Despite that warning, this comment followed, "Cool, where did you say someone can get this stuff?"

State lawmakers are working to ban the products after several reports linking it to medical emergencies in West and Middle Tennessee.

The Tennessee Poison Center says there have been five reported overdoses from these products in the past year.

"We need to take a good hard look at what we need to do to get a little control of these bath salts before they do become an epidemic like meth," said Tennessee Bureau of Investigation Director Mark Gwyn.

"The packaging of this stuff is such that it is marketed directly towards teens and young adults. You go into a convenience store and it's sitting right there. Honestly, it's just synthetic ecstasy, synthetic cocaine is what it is. The question is, how in the world can they just walk into a store and buy this," said Sen. Eric Stewart (D-Belvidere). 

The substances are so new, drug experts still don't know much about them.
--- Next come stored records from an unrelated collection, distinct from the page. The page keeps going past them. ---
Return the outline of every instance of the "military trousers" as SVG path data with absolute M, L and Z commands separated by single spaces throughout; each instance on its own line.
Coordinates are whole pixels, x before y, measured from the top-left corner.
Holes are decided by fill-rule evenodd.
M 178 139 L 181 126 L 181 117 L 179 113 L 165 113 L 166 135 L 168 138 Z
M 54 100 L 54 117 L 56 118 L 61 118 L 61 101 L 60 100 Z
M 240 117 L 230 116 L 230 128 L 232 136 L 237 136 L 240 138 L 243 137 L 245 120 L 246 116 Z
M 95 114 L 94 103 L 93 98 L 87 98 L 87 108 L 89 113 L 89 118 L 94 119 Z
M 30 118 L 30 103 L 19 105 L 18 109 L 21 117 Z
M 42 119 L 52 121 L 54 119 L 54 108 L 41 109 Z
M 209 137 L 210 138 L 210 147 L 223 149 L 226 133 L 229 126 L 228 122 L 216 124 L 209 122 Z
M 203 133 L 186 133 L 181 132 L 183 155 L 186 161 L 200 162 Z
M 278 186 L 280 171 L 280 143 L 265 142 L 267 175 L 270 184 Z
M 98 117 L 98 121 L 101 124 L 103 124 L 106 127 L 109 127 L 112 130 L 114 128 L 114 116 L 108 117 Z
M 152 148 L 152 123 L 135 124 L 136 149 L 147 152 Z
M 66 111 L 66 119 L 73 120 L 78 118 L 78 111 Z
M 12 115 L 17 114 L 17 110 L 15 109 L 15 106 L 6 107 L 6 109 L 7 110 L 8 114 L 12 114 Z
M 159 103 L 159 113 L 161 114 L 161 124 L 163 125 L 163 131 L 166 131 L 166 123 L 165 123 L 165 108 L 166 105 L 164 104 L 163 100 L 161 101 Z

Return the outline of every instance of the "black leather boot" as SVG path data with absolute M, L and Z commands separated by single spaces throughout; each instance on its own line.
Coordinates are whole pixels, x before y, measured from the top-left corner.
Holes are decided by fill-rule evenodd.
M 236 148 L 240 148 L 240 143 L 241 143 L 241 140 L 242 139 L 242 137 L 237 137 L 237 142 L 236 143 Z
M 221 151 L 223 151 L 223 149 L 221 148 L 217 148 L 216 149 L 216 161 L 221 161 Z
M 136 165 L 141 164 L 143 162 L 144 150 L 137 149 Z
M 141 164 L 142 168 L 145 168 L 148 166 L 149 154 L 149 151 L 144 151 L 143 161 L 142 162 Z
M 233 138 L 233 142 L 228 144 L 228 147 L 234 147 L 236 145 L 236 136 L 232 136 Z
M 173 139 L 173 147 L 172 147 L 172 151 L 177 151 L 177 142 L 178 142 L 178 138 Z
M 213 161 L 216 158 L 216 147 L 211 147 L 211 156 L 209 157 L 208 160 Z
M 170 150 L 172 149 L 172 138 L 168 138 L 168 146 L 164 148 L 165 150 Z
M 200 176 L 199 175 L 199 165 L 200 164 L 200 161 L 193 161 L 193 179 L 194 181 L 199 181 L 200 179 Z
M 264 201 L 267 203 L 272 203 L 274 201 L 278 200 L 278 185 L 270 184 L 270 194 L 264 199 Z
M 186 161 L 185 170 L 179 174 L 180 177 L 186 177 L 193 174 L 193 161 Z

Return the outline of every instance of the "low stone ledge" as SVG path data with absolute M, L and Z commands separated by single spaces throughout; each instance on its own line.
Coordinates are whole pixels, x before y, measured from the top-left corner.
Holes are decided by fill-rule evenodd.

"It's come about so recently that there hasn't been clinical studies done on it. Students in high school haven't been surveyed as to whether they are using this type of substance. There really is no way to know if it is being used. New drugs are cropping up all the time so it could be a bigger problem if mephedrone is not taken care of and handled through the legal system," Heather Sutton said.

Hawaii, Michigan, Louisiana, Kentucky, and North Dakota are also considering legislation to ban the products.

Australia, Canada, and Israel have already banned them.